Ecos De Sangre Y Sombra

CAPITULO 88

La pequeña planta que había brotado en el centro del jardín crecía con una rapidez que desafiaba toda lógica.

Cada mañana, cuando los primeros rayos del sol se filtraban a través de las ramas del cerezo, Soojin se arrodillaba junto a ella y la observaba. No era alta, apenas unos centímetros sobre la tierra, pero sus hojas eran de un verde tan intenso que parecían brillar con luz propia, y en el centro de cada hoja, una diminuta runa violeta parpadeaba como una estrella.

— ¿Crees que es una guerrera? — preguntó Yeri una mañana, mientras todas se reunían alrededor de la planta.

— No — respondió Taehyung, arrodillándose para examinarla.

— Es diferente. Las runas de las guerreras olvidadas son ecos del pasado. Estas runas son... futuras. Como si estuvieran esperando algo —

— ¿Esperando qué? — preguntó Hana.

— Un nombre — dijo Soojin.

— Como todas las cosas que crecen en este jardín. Necesita un nombre para ser completa —

— Pero no sabemos quién es — dijo Bora.

— Ni de dónde viene —

— Tal vez no sea quién — sugirió Yoongi.

— Tal vez sea qué —

El silencio que siguió a sus palabras fue denso, pero no incómodo.

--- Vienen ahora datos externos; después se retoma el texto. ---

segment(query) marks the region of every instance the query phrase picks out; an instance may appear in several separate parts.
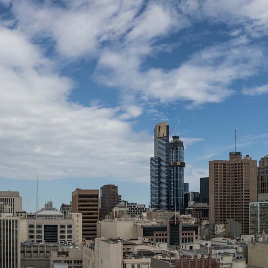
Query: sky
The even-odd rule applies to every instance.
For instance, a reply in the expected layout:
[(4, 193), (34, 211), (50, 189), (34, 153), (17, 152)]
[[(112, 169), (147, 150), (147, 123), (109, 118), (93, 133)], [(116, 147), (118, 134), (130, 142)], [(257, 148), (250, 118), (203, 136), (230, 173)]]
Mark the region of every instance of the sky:
[(0, 189), (58, 209), (115, 184), (148, 205), (153, 128), (184, 181), (237, 150), (268, 154), (267, 0), (0, 0)]

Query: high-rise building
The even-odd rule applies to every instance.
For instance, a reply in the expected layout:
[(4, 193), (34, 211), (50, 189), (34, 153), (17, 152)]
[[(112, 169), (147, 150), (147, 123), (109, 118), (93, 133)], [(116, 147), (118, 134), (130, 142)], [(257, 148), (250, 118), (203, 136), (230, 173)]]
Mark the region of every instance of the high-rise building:
[(200, 178), (200, 203), (204, 204), (209, 204), (209, 192), (210, 187), (209, 185), (209, 177), (205, 177)]
[(257, 171), (258, 193), (268, 193), (268, 154), (261, 158)]
[(19, 218), (0, 214), (0, 268), (20, 267)]
[(117, 187), (114, 184), (107, 184), (100, 188), (100, 208), (99, 219), (103, 220), (105, 216), (113, 211), (113, 209), (119, 202)]
[(184, 192), (189, 191), (189, 184), (188, 182), (184, 182), (183, 183), (183, 191)]
[(0, 213), (16, 212), (22, 210), (22, 198), (19, 191), (0, 191)]
[(249, 203), (249, 234), (268, 232), (268, 202)]
[(60, 206), (60, 212), (63, 214), (64, 219), (68, 219), (72, 213), (72, 204), (62, 203)]
[(210, 223), (232, 219), (241, 223), (242, 234), (249, 234), (249, 202), (257, 199), (257, 161), (234, 152), (229, 160), (211, 161), (209, 166)]
[(83, 238), (96, 237), (96, 222), (98, 220), (98, 190), (77, 189), (72, 193), (72, 210), (82, 214)]
[(183, 142), (178, 136), (169, 141), (169, 126), (154, 128), (154, 156), (151, 163), (151, 206), (158, 210), (183, 211)]

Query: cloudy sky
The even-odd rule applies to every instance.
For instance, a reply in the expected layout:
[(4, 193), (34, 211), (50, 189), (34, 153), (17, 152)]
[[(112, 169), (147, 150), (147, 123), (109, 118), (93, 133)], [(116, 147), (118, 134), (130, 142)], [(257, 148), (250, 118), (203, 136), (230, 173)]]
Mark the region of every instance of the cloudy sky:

— Tienes razón — dijo Soojin.

— Tal vez no sea una guerrera. Tal vez sea una idea. Una promesa. Un nuevo comienzo —

— Entonces, ¿cómo la llamamos? — preguntó Yuna.

Soojin miró la planta, sus hojas brillantes, las pequeñas runas que parpadeaban como estrellas en miniatura. Y entonces, el nombre surgió en su mente, claro y suave, como una respuesta a una pregunta que no sabía que había hecho.

— Naeil — dijo.

— La llamaremos Naeil —

— ¿Naeil? — repitió Chaeyoung.

— ¿Mañana? —

— Sí — respondió Soojin.

— Porque representa el futuro. Lo que aún está por venir. Lo que crece mientras cuidamos el presente —

La planta brilló con un destello de luz violeta, como si estuviera de acuerdo.

— Naeil — susurró Soyeon, tocando una de sus hojas con la punta de los dedos.

— Es un buen nombre para algo que empieza —

— Y ahora — dijo Bora.

— La cuidamos. Como cuidamos todo lo que crece en este jardín —

Los días pasaron, y Naeil siguió creciendo. No se convirtió en una flor, ni en un árbol, sino en algo intermedio: un arbusto de hojas plateadas y runas violetas, que brillaba bajo la luz del sol y se mecía con la brisa como si estuviera escuchando.

Las siete parejas se reunían a su alrededor cada tarde, compartiendo historias y silencios. Naeil no era una guerrera olvidada, pero era parte del jardín, parte de su historia, parte de su futuro.

— Naeil — dijo Soojin una tarde, mientras el sol se ponía y los pétalos del cerezo caían sobre la planta.

— Eres el comienzo de algo nuevo. Y estamos aquí para verlo crecer —

Y en el jardín, Naeil brilló con una luz suave y constante, como una promesa que se cumplía lentamente.